Artificial Intelligence, Big Data and Intellectual Property: Protecting Computer-Generated Works in the United Kingdom

Research Handbook on Intellectual Property and Digital Technologies (Tanya Aplin, ed), Edward Elgar Publishing Ltd, Forthcoming

16 Pages Posted: 6 Nov 2017 Last revised: 15 Oct 2019

See all articles by Ryan Abbott

Ryan Abbott

University of Surrey School of Law; University of California, Los Angeles - David Geffen School of Medicine

Date Written: November 2, 2017

Abstract

Big data and its use by artificial intelligence (AI) is changing the way intellectual property is developed and granted. For decades, machines have been autonomously generating works which have traditionally been eligible for copyright and patent protection.

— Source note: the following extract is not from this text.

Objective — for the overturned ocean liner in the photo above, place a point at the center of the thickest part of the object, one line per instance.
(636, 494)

Now, the growing sophistication of AI and the prevalence of big data is positioned to transform computer-generated works (CGWs) into major contributors to the creative and inventive economies. However, intellectual property law is poorly prepared for this eventuality. The UK is one of the few nations, and perhaps the only EU member state, to explicitly provide copyright protection for CGWs. It is silent on patent protection for CGWs.

This chapter makes several contributions to the literature. First, it provides an up-to-date review of UK, EU and international law. Second, it argues that patentability of CGWs is a matter of first impression in the UK, but that CGWs should be eligible for patent protection as a matter of policy. Finally, it argues that the definition of CGWs should be amended to reflect the fact that a computer can be an author or inventor in a joint work with a person.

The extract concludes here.